I think you need to be checking 'script.len > 1', not just
'script.len', otherwise you might access memory outside the allocated
buffer.

This is a very "delicate" check, assuming that a hand-edited file
won't end with, say, an extra newline. I wonder if this level of
backward-compatibility is overkill for such an unlikely case.

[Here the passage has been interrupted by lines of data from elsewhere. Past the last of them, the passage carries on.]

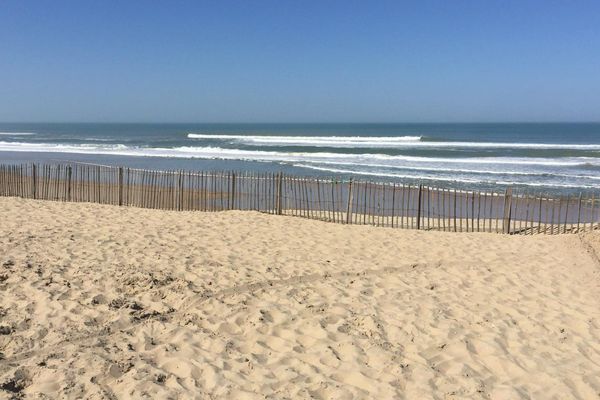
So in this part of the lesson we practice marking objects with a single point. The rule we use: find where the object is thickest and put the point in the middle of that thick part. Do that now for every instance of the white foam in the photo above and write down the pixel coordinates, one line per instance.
(311, 141)
(382, 141)
(210, 152)
(446, 179)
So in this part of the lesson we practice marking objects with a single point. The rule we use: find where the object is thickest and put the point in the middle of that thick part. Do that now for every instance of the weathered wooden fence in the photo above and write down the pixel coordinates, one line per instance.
(342, 201)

> for (p = script.buf; *p; p++)
> -   if (skip_prefix(p, "'''", (const char **)))
> +   if (sq_bug && skip_prefix(p, "'''", ))
> +   strbuf_splice(, p - script.buf, p2 - p, "'", 
> 1);
> +   else if (skip_prefix(p, "'\\''", ))
> diff --git a/t/t3404-rebase-interactive.sh b/t/t3404-rebase-interactive.sh
> @@ -75,6 +75,22 @@ test_expect_success 'rebase --keep-empty' '
> +test_expect_success 'rebase -i writes correct author-script' '
> +   test_when_finished "test_might_fail git rebase --abort" &&
> +   git checkout -b author-with-sq master &&
> +   GIT_AUTHOR_NAME="Auth O$SQ R" git commit --allow-empty -m with-sq &&
> +   set_fake_editor &&
> +   FAKE_LINES="edit 1" git rebase -ki HEAD^ &&

Hmph, -k doesn't seem to be documented in git-rebase.txt. Is it needed here?